Nominations Committee

Terms of Reference Development Bank of Wales Group (“the Group”)  Nominations Committee

Constitution     

1.) The Board of Directors of Development Bank of Wales plc (“the board”) hereby resolve to establish a Committee of the Board to be known as the Development Bank of Wales Group Nominations Committee.

 

Membership and attendance     

2.) The Committee shall comprise all the non-executive directors of Development Bank of Wales plc.  

3. ) Only members of the committee have the right to attend committee meetings, however other individuals may be invited to attend for all or part of any meeting as and when appropriate.

4.) The Chairman of the Committee should be either the Chairman of the Board or in his absence an alternate non-executive director.  When considering the appointment of the Chairman of the Board the Senior Independent Director will chair the Committee.

5.) The Committee may form subcommittees as required from time to time to manage specific nominations and where appropriate members may be co-opted to sit on interview panels.

6.) The Company Secretary or their nominee shall act as the Secretary to the Committee.

 

Frequency of meetings and quorum     

7.) The Committee shall meet at such times as the Chairman of the Committee shall require. Where possible, meetings should be time-tabled to coincide with Board meetings so that attendance is maximised.

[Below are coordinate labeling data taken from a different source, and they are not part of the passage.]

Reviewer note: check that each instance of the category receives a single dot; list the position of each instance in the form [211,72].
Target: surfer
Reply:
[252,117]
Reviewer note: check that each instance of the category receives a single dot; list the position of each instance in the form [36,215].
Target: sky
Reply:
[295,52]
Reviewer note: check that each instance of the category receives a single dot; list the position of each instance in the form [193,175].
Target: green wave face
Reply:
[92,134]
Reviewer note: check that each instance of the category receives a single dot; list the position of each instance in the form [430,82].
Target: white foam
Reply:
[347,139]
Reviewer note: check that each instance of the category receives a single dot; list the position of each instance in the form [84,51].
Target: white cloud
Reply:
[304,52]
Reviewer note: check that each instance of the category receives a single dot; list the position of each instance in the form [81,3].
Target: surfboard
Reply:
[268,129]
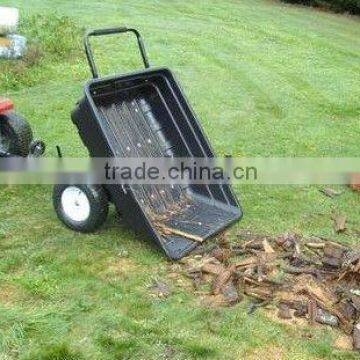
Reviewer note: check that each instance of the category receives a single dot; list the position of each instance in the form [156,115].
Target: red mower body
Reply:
[5,105]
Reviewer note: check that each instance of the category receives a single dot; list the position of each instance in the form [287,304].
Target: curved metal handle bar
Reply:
[111,31]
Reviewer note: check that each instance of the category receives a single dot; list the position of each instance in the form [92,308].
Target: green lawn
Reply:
[266,79]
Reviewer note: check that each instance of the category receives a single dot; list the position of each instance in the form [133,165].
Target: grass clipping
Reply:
[312,278]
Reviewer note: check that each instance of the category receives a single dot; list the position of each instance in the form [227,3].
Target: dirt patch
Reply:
[344,343]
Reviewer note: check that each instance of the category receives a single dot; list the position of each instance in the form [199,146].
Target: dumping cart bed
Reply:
[146,115]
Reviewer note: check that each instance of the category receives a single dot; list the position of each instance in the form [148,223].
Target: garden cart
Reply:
[144,114]
[16,138]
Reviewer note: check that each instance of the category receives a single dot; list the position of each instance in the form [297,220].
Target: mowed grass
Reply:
[266,79]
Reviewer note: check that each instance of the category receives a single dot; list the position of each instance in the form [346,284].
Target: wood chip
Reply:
[330,192]
[267,247]
[246,262]
[356,337]
[334,250]
[220,281]
[312,310]
[284,311]
[355,181]
[214,269]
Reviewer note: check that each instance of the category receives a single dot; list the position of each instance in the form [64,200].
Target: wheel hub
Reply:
[75,204]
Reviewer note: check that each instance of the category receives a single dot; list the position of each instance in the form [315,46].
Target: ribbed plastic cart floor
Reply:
[135,137]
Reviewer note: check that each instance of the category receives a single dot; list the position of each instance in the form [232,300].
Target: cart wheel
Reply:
[15,134]
[82,208]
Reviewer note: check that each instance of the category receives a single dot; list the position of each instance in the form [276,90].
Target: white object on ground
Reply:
[75,204]
[9,20]
[14,47]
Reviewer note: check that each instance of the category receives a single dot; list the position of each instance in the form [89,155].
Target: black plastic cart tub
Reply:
[148,107]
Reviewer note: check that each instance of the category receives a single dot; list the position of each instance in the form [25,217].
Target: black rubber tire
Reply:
[99,207]
[18,131]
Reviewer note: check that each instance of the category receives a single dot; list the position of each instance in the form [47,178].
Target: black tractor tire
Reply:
[93,206]
[17,133]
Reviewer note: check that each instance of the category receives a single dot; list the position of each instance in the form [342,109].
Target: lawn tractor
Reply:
[16,138]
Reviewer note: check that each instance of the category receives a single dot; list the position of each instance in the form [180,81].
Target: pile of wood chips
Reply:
[313,277]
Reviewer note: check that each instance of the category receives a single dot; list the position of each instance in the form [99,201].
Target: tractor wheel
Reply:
[15,134]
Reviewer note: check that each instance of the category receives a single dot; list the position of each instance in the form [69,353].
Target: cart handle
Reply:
[101,32]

8.) A meeting of the Committee may be called by any member of the Committee or by the Company Secretary or on the instruction of the Board.

9.) The Committee shall have a quorum of three.

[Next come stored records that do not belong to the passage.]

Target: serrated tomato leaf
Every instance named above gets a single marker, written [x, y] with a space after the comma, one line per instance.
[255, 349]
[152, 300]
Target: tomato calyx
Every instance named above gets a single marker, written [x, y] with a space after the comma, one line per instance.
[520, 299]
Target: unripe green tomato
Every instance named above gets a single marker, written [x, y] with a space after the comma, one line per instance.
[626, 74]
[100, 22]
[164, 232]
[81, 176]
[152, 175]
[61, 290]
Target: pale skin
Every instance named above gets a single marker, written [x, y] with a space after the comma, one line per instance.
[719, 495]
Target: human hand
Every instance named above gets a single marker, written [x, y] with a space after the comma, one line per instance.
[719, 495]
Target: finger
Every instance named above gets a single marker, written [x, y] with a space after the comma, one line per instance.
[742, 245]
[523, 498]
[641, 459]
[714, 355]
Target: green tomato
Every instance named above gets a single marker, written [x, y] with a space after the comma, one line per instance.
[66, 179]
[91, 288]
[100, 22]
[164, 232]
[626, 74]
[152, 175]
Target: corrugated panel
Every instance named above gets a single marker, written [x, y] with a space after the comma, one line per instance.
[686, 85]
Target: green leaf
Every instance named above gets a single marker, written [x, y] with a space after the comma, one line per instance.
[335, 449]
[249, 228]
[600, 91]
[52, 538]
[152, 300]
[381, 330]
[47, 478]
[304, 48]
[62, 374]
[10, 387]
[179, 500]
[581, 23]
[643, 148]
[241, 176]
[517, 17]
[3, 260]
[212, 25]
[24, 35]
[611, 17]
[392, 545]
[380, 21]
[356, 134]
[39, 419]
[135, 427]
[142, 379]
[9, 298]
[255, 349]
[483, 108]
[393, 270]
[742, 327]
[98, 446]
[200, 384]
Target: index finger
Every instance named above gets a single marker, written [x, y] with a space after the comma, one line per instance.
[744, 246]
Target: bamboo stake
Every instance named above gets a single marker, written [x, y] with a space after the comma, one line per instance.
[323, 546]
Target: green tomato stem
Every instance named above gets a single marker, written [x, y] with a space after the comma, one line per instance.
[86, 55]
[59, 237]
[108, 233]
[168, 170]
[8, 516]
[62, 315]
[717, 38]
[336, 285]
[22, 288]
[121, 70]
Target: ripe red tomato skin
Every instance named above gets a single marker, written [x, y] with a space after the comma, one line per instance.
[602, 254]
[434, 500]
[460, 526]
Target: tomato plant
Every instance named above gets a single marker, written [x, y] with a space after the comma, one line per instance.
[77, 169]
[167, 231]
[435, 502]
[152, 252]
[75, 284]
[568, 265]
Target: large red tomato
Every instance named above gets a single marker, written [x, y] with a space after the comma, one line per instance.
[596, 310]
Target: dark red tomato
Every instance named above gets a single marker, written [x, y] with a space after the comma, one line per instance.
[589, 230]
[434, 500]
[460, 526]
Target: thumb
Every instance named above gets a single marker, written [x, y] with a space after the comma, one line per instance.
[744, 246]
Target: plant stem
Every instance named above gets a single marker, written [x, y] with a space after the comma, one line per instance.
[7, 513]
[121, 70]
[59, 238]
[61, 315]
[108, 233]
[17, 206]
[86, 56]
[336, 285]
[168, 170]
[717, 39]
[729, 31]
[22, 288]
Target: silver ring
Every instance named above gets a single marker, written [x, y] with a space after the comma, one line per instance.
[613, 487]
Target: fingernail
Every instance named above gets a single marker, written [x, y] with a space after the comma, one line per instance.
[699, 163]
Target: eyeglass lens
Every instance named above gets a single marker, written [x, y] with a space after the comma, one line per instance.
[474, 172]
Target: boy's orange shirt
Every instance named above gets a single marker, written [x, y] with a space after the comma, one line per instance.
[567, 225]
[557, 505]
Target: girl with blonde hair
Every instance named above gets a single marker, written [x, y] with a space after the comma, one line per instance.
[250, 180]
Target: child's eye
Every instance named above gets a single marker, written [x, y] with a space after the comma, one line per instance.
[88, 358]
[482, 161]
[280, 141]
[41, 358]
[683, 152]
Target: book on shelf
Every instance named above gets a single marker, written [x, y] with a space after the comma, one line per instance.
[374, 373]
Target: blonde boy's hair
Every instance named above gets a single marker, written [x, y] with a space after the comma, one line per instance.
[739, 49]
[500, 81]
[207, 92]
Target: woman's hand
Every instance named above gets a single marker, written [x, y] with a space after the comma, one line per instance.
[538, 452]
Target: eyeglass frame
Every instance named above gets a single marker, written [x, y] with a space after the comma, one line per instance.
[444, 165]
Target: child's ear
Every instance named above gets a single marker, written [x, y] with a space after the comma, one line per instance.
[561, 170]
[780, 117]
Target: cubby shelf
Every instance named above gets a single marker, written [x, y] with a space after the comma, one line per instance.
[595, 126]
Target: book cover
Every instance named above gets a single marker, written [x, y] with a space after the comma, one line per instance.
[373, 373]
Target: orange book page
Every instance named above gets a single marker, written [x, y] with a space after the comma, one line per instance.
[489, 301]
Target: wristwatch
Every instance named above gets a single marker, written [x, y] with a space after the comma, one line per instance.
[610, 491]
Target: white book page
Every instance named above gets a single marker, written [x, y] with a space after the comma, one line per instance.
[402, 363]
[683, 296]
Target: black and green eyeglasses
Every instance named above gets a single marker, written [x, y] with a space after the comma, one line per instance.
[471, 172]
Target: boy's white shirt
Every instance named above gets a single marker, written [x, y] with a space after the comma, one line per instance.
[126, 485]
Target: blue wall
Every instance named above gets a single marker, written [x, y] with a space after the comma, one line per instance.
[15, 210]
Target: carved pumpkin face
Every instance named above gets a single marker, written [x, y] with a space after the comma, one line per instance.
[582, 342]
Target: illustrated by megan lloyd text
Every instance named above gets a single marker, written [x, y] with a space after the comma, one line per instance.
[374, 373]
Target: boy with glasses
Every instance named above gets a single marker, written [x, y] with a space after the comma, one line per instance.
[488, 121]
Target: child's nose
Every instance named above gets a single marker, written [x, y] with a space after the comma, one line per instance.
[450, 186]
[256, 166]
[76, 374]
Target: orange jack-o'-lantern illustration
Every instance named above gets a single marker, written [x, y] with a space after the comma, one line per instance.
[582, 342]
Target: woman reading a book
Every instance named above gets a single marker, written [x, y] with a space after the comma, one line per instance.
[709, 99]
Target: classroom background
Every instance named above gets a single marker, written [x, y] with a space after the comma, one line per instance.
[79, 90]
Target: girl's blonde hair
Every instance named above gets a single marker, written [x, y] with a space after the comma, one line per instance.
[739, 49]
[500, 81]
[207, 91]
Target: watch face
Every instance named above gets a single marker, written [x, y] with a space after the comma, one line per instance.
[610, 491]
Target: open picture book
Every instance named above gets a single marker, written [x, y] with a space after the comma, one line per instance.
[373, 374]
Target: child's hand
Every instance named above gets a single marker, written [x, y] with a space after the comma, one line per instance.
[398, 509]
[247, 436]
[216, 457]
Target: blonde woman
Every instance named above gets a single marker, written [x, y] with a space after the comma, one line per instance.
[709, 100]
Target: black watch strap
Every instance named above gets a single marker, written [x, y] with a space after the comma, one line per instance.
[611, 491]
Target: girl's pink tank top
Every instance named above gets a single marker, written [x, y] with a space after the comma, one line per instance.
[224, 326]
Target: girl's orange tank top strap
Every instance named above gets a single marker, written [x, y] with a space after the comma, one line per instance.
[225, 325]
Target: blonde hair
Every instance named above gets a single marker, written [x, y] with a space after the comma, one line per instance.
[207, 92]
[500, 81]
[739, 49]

10.) Notice of each meeting of the Committee, confirming the venue, time and date together with an agenda of items to be discussed shall be forwarded to each member of the Committee not less than 5 days prior to the date of the meeting.

11.) The meetings and proceedings of the Committee shall be regulated in accordance with the provisions of the Articles of Association of the Company.

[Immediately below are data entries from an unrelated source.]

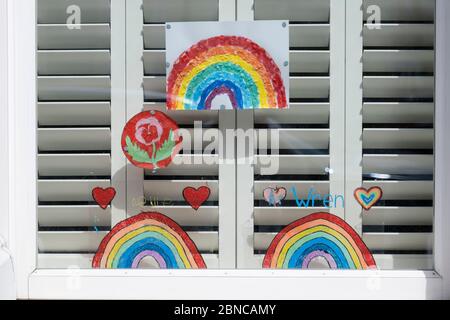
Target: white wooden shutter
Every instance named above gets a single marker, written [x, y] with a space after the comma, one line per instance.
[361, 105]
[398, 131]
[162, 190]
[77, 116]
[304, 129]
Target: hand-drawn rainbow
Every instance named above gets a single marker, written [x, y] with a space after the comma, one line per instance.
[148, 234]
[318, 235]
[225, 65]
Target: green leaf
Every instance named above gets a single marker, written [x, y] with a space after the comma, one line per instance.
[166, 149]
[136, 153]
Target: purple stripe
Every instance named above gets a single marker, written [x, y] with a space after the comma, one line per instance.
[216, 92]
[151, 253]
[319, 253]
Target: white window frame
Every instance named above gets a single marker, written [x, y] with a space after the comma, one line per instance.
[20, 176]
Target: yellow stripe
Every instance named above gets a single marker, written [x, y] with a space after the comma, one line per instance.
[307, 232]
[220, 59]
[135, 233]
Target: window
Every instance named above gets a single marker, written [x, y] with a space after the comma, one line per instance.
[78, 120]
[362, 114]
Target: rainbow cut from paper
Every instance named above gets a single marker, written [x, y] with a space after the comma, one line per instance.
[149, 234]
[224, 70]
[319, 235]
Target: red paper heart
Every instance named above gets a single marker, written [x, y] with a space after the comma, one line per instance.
[196, 197]
[103, 197]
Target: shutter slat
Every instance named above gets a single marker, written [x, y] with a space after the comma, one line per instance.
[74, 88]
[184, 215]
[74, 165]
[396, 35]
[309, 35]
[154, 36]
[398, 87]
[154, 62]
[74, 62]
[309, 61]
[414, 216]
[88, 241]
[309, 87]
[74, 119]
[51, 11]
[80, 216]
[398, 164]
[398, 241]
[269, 216]
[307, 113]
[84, 261]
[58, 36]
[403, 190]
[300, 139]
[69, 190]
[394, 138]
[296, 164]
[398, 60]
[70, 139]
[173, 189]
[398, 134]
[90, 113]
[201, 165]
[396, 112]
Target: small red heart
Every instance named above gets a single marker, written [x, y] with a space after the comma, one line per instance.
[103, 197]
[196, 197]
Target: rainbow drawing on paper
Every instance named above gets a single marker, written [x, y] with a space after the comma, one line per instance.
[319, 235]
[149, 234]
[224, 70]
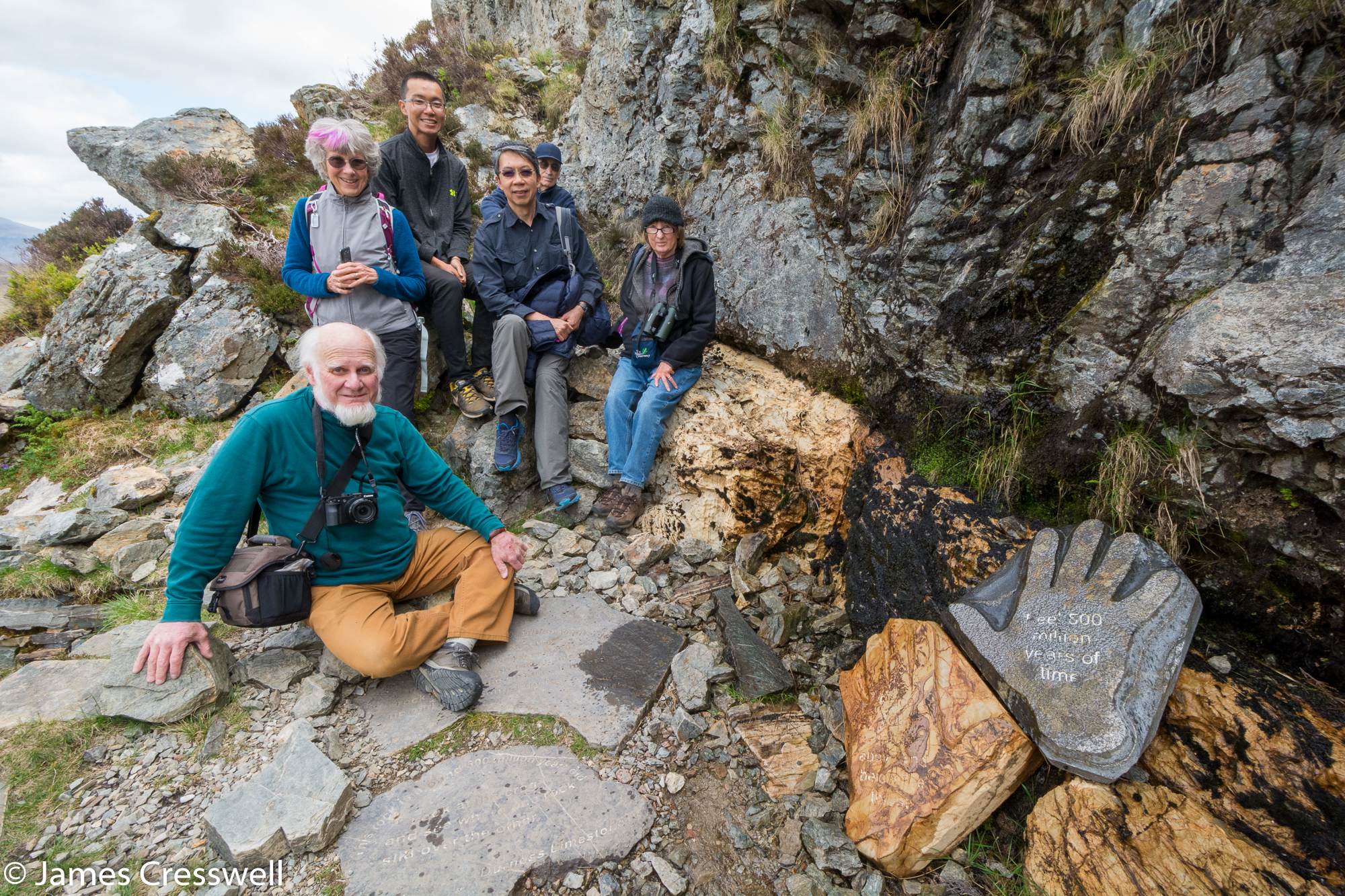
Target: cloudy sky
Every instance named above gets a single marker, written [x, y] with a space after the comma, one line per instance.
[69, 64]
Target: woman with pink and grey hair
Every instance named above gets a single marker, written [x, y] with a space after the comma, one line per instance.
[354, 259]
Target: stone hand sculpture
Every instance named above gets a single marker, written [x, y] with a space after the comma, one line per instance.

12.) The Chairman of the Committee shall attend the AGM to respond to any questions on the Committee’s activities.

13.) The Committee is an advisory body with no powers other than those expressly referred to below.

 

Duties     

14.) The Committee shall:

  • Meet at least once a year to review the structure, size and composition of the Board and make recommendations to the Board; 
  • Establish the criteria for identifying and nominating candidates for the approval of the Board, to fill Board vacancies when they arise as well as put in place plans for succession, in particular of the CEO and Executive Management Team;
  • Establish the process of recruitment for the posts of Executive, Non-Executive Directors, Chairman and the CEO in accordance with the Management Arrangement agreed from time to time between the Company and the Welsh Ministers acting through the Welsh Government; 
  • Make recommendations to the Board on the re-appointment of the Chairman and Non-Executive Directors whose term of appointment is due to come to an end; 
  • Make recommendations to the Board for the continuation (or not) in service of any director who has reached the age of 70; 
  • Assist the Chairman of the Board as required with board annual performance reviews; and
  • Periodically review the adequacy of its Terms of Reference and recommend any changes to the Board.

15.) The Committee shall have the power to employ the services of such advisors as it deems necessary to fulfil its responsibilities. Procurement of such advice should be channelled through the Company Secretary.